Cahier critique 12/10/2021

“Esperança” de Cécile Rousset, Jeanne Paturle et Benjamin Serero

Esperança, 15 ans, vient d’arriver d’Angola avec sa mère. À la gare d’Amiens, elles ne savent pas où dormir et cherchent quelqu’un qui pourrait les aider. Esperança nous raconte son histoire.

Le genre du portrait est autant pictural que cinématographique et c’est à la croisée de ces deux arts que le format court a vu émerger ces dernières années de nombreuses mises en images animées de paroles documentaires, notamment au sein de la jeune création.

On peut citer la série de Portraits de voyage de Bastien Dubois ou deux beaux films d’école : Ginette, de Benoît Allard et Marine Laclotte, et Pieds verts, d’Elsa Duhamel. Esperança a en commun avec les deux derniers de donner à entendre une parole précieuse, recueillie sur le ton de la confidence, dont l’art de l’animation va également donner à voir les hésitations, les silences qui la ponctuent et même ce qu’elle ne dit pas. Dans les trois films, l’univers graphique est conçu au service des mots, avec pour Esperança un trait stylisé dans un univers en noir et blanc composé essentiellement de silhouettes et de certains objets signifiants, seulement rehaussé de quelques aplats de couleurs primaires.

Avec délicatesse et sobriété, le récit documentaire est complété ou illustré de manière littérale ou métaphorique : le temps qui passe est par exemple montré par une ombre qui se modifie au cours de la journée, l’angoisse dans les couloirs du collège par un escalier qui se déplie. Ce travail plastique permet de donner une grande fluidité au récit de vie chaotique racontée par la bien-nommée Esperança. La violence et l’exil qu’elle a vécus sont montrés de façon stylisée et, de la même façon que les traits se métamorphosent (par exemple ceux du numéro d’urgence “115” deviennent ceux du logo d’un hôtel, un lit sous un toit), ils se transforment en quelque chose d’autre, un récit de résistance et de résilience. Ainsi, à la fin du film, Esperança, qui attendait avec sa mère à la gare toute la journée, poinçonne son billet et prend l’un des trains qu’elle regardait passer.

Pour accompagner ce nouveau départ, cette remise en mouvement du personnage, deux très courtes séquences dansées ponctuent le film qui participent elles aussi à la fluidité de l’ensemble. Elles sont comme un intermède, une respiration – au sens propre et figuré – pour que le personnage reprenne son souffle dans un récit parfois éprouvant.
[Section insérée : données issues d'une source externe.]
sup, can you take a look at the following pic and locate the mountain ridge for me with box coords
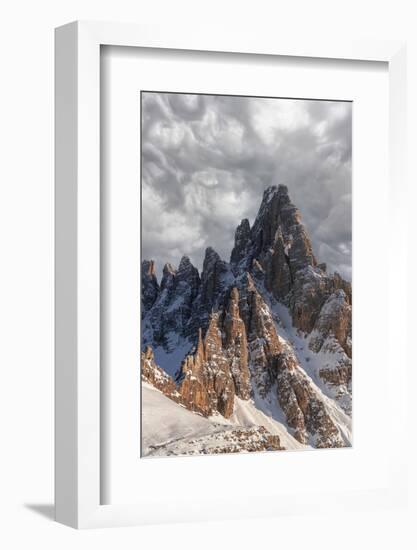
[141,184,352,456]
Le trio à la réalisation (dont Jeanne Paturle et Cécile Roussel, qui se sont rencontrées à l’École nationale des arts décoratifs de Paris et ont déjà réalisé ensemble plusieurs documentaires animés) parvient ainsi à mettre en images le récit, mais également la façon dont il émerge et sa fragilité.

Anne-Sophie Lepicard

France, 2019, 5 minutes.
­Réalisation : Cécile Rousset, Jeanne Paturle et Benjamin Serero. Scénario : Benjamin Serero et Cécile Rousset. Animation : Cécile Rousset, Jeanne Paturle et Marine Blin. Montage : Érika Haglund. Son : Benjamin Serero et Jérémie Halbert. Production : Beppie Films, Le cercle rouge.